O século xvi  é um século de astrólogos e alquimistas, caracterizado pela busca da pedra filosofal, através de experiências e fórmulas mágicas. No mesmo período, o mundo da superstição e charlatanismo coexiste com o mundo intelectual, e estes dois mundos estão muitas vezes em contacto no mesmo ambiente e nos mesmos aposentos. Foi a  partir deste choque, que, de alguma forma, nasceu a ciência moderna. Basta pensar que os intelectuais proeminentes da época não são estranhos às várias formas de heterodoxia: Galileo Galilei vende horóscopos, Torquato Tasso acredita na oportunidade de ouvir mensagens de outros mundos, Giordano Bruno pede subsídios prometendo, em troca, revelar conhecimentos ocultos. Não sabemos ao certo quando nasceu Johann Georg Faust. Talvez em 1480. Mas também não é de descartar a possibilidade de ter nascido no início do século. Faust afirma ser capaz de reconstruir as obras perdidas de Platão e Aristóteles, de conseguir repetir os milagres de Jesus e de suplantar  a arte dos alquimistas. Confia ao famoso humanista Filipe Melâncton ter favorecido as vitórias imperiais em Itália e ter feito um voo mágico até Veneza. Parece que, comentando Homero, em Erfurt, fez aparecer alguns heróis perante o público de estudantes. Uma coisa é certa: deixou dívidas em todos os lugares por onde passou  e caiu na pobreza. Uma crónica do Conde Von Zimmern de 1564-1566 informa-nos que Faust morreu em idade avançada, de morte não natural, numa aldeia da Brisgóvia, perto de Staufen, em 1540 ou 1541. O seu corpo foi encontrado num estado lamentável. Gostaria de percorrer brevemente a história da literatura mundial através da obra-mundo Fausto. Percebo a impossibilidade de uma classificação definitiva, da difícil identificação de citações ocultas e alusões difíceis de interpretar num olhar rápido pelas obras relativas a  Fausto. No entanto, penso que é útil fazer uma lista de livros que acompanharam a figura de George Faust no caminho que o viu passar da história ao mito.

A formação do mito

A partir de 1570 – ou seja, cerca detrinta anos após adata presumida da sua morte – começaram a difundir-se publicações que contavam as façanhas de Faust. Em 1587, Johann Spiess publicou o primeiro Faustbuch, Historia von D. Johann Fausten, com 69 capítulos[i]. Foi o primeiro livro sobre Fausto e também aquele que fixou as características essenciais que serão revisitadas nos séculos posteriores por numerosos escritores e artistas. O livro de Spiess obteve um grande sucesso, comprovado pelas cinco reedições da obra e as muitas novas edições aumentadas e renovadas. Seguiu-se uma versão mais extensa de  Georg Widmann em 1599, e a exemplo desta, em 1674, Nikolaus Pfitzer publicou o seu Faust, onde foi introduzido, pela primeira vez na história, o amor por uma rapariga muito bonita, mas pobre, primeira menção à futura Margarida.

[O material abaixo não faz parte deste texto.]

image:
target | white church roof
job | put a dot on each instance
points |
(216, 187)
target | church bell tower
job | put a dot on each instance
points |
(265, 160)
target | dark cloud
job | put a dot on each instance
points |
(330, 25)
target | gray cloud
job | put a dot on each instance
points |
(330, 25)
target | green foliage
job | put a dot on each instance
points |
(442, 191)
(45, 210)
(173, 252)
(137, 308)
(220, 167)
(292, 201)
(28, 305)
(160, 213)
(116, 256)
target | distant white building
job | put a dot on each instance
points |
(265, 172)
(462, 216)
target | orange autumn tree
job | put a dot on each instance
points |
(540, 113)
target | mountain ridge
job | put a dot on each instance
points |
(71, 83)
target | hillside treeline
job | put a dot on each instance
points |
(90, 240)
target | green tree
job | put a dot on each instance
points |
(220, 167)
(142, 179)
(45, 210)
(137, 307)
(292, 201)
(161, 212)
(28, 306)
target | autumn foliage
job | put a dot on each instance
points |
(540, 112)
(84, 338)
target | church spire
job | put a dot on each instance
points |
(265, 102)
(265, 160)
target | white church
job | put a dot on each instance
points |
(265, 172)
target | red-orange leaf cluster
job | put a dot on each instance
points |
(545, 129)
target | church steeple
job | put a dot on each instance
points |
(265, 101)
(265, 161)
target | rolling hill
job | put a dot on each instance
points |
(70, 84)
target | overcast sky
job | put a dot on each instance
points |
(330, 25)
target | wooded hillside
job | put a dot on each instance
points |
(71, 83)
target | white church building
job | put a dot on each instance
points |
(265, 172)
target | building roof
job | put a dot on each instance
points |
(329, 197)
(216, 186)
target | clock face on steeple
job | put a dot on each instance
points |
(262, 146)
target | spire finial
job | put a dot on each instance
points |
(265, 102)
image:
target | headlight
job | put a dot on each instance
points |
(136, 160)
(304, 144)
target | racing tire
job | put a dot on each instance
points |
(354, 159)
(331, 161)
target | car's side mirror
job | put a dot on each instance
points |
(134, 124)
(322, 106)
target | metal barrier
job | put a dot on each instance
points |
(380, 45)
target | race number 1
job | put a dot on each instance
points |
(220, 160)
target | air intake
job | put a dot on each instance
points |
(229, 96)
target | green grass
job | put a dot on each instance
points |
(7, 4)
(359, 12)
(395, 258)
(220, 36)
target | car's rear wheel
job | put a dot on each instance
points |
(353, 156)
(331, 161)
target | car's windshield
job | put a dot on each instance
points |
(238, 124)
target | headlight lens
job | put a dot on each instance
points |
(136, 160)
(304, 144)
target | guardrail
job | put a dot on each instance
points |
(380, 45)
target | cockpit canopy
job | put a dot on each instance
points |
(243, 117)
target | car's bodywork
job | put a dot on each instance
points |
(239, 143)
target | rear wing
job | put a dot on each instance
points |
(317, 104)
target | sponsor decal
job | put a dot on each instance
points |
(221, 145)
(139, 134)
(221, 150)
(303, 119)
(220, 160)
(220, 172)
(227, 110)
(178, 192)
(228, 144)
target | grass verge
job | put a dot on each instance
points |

Em 1589, em  Inglaterra, Christopher Marlowe publica A trágica história do Dr. Fausto [ii]. O drama segue em pormenor os eventos narrados por Spiess. A evocação de Helena e do seu beijo deveriam recompensar Fausto do céu que quis perder. Fausto toma a forma de uma figura de dimensões titânicas, comparável ao solipsismo dos heróis trágicos de Sófocles. A versão teatral do dramaturgo elisabetano irá prestar-se a uma corrupção cómica da história, através da inserção de cenas engraçadas e mecanismos cénicos  surpreendentes.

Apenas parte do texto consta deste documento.